Rabu, 16 Desember 2015

SEDEKAH MEMBUKA PINTU JODOH

Hasil gambar untuk SEDEKAH MEMBUKA PINTU JODOHSEDEKAH MEMBUKA PINTU JODOH Selain menyambung hubungan baik dengan kerabat sekantor, kebiasaan mengumpulkan infaq telah mempertemukan saya dengan jodoh.

----------

Malam selalu menepati janjinya, esok, pagi pasti tiba. Malam itu, saya menyiapkan bukti pembayaran infaq teman-teman sekantor yang biasa saya koordinir. Saya akan menepati janji, besok pagi, saya mendatangi mereka satu persatu, mengambil uang infaq, dan memberikannya kepada lembaga amil zakat kepercayaan kami.

Bekerja di malam hari dengan ratusan bukti pembayaran memang butuh tenaga ekstra. Apalagi, pagi sampai sorenya saya sudah berletih-letih melaksanakan tanggungjawab di kantor, Pabrik Kertas Tjiwi Kimia. Tapi anehnya, meski pekerjaan tambahan ini saya laksanakan tanpa sepeser pun upah, namun saya tetap semangat menuntaskannya. Mungkin, motivasi saya meningkat berlipat ganda karena kehadiran suami tercinta, Meriyanto, yang setia menemani dan membantu merampungkan amanah itu.

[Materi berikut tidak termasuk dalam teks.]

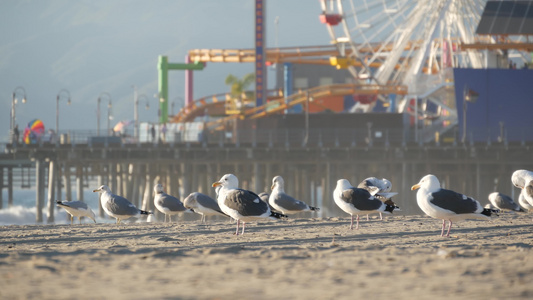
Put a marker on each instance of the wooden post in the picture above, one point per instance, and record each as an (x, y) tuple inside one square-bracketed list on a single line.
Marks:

Saya sangat bersyukur atas anugerah Allah yang mempersatukan saya dengan suami 10 tahun silam. Sudah lama saya menunggu kehadiran seorang pria yang sanggup menjaga dan menjadi imam bagi saya. Saya menikah di usia 32 tahun. Sebelumnya saya dikenal oleh teman dan sahabat sebagai pribadi yang tidak pernah menjalin hubungan serius dengan laki-laki.

Meski begitu beberapa teman sudah sering membantu saya, mengenalkan dengan teman laki-lakinya. Saya tidak menutup hati, beberapa kali juga saya coba mengenal mereka satu per satu, namun sayang tidak ada yang cocok.

Di usia yang semakin bertambah banyak membuat orang tua saya cemas. Maklum, orang tua mana yang tidak risau ketika melihat anak perempuannya belum juga menikah di usia yang sudah menginjak kepala tiga.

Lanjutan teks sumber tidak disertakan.